例えば室内で犬や猫を見ていると、自分で居心地の良い場所を探して一日の室温や湿度や日当たりなどを感じ移動しています。


動物は移動しながら心地よい場所を求めて動きますが、リビングは移動させられません。

だからそのリビングの中で居心地の良い場所をいくつかつくる訳です。


現在リビング階段というものがスタンダードになってきました。

これは玄関から廊下そして階段と、面積を取っていた部分を無くす事で延べ床面積を少なくする事を目的すると共に、子供の育て方を意識した表れでもあるかと思います。

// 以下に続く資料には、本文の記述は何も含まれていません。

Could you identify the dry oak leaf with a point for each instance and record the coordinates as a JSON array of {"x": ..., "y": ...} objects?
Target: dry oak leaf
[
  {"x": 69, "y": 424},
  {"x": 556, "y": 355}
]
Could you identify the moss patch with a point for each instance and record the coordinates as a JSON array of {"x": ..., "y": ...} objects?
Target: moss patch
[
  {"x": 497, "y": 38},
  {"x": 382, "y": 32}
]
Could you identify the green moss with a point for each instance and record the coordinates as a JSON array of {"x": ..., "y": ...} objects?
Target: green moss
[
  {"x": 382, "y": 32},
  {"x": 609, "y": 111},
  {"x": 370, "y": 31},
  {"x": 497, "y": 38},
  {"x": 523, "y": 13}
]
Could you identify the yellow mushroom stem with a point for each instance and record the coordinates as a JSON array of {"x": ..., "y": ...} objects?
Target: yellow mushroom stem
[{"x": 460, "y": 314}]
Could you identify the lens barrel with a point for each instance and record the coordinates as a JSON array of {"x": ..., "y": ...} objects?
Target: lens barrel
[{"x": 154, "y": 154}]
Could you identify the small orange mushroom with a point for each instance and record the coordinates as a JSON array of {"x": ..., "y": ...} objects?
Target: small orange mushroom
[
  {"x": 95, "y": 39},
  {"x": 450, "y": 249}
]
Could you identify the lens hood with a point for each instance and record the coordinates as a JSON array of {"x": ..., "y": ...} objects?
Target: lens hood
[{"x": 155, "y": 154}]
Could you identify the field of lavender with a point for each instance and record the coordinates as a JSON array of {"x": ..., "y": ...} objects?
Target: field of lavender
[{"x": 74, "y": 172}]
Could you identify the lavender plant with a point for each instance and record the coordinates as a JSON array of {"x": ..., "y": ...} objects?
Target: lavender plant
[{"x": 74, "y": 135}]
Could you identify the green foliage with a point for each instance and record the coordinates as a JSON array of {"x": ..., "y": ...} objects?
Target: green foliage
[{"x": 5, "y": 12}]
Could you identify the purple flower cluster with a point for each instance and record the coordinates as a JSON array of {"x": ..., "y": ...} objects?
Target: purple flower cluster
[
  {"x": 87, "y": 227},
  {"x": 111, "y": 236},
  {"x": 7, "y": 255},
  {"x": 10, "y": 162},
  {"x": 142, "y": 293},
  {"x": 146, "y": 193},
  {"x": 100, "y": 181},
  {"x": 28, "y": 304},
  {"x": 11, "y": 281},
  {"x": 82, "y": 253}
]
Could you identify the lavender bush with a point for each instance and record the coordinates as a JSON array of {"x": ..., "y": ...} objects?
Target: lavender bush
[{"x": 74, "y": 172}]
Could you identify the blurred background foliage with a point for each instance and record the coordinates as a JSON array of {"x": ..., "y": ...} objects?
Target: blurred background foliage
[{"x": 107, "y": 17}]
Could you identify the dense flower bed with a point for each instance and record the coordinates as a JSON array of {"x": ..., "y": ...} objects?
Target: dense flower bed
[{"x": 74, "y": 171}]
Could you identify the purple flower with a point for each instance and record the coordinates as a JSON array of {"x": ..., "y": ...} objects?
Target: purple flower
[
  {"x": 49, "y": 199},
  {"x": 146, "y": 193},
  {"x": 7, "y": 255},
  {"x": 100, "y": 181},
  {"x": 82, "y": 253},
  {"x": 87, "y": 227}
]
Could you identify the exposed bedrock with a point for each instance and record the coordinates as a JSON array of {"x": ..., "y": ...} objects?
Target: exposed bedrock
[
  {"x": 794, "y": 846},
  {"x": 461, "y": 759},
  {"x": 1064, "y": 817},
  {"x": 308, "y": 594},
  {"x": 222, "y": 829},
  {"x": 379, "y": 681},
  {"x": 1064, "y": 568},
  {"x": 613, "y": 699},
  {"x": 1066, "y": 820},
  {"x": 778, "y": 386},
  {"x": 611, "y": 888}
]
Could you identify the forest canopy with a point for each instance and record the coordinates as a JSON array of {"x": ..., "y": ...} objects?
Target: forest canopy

リビングを通らないと自分の部屋へは行けない訳で、その時に親と顔を合わせます。

私も
10代の頃は帰宅すると親がいるスペースには立ち寄らずすぐ自分の部屋へ行き閉じこもってしまってました。(引きこもりではございません 笑)

食事の時と電話する時だけリビングに来てそれが済むとすぐ部屋へこもります。(暗い人間だった訳ではございません 笑)
この行動は家族のコミュニケーションが希薄になる原因の一つだといえます。
これは自分が親になってその立場で考えてみるとよく分かり、なんだか寂しいことです。

間取り一つで家族のコミュニケーションが変わり、暮らしが変わる。豊かにするのかしないのか?
寝るだけで良いのか?
考え方で暮らしが変わってくるし、設計者の腕にもかかってきます。

家のへそ、つまりLDKは特別な場所なのです。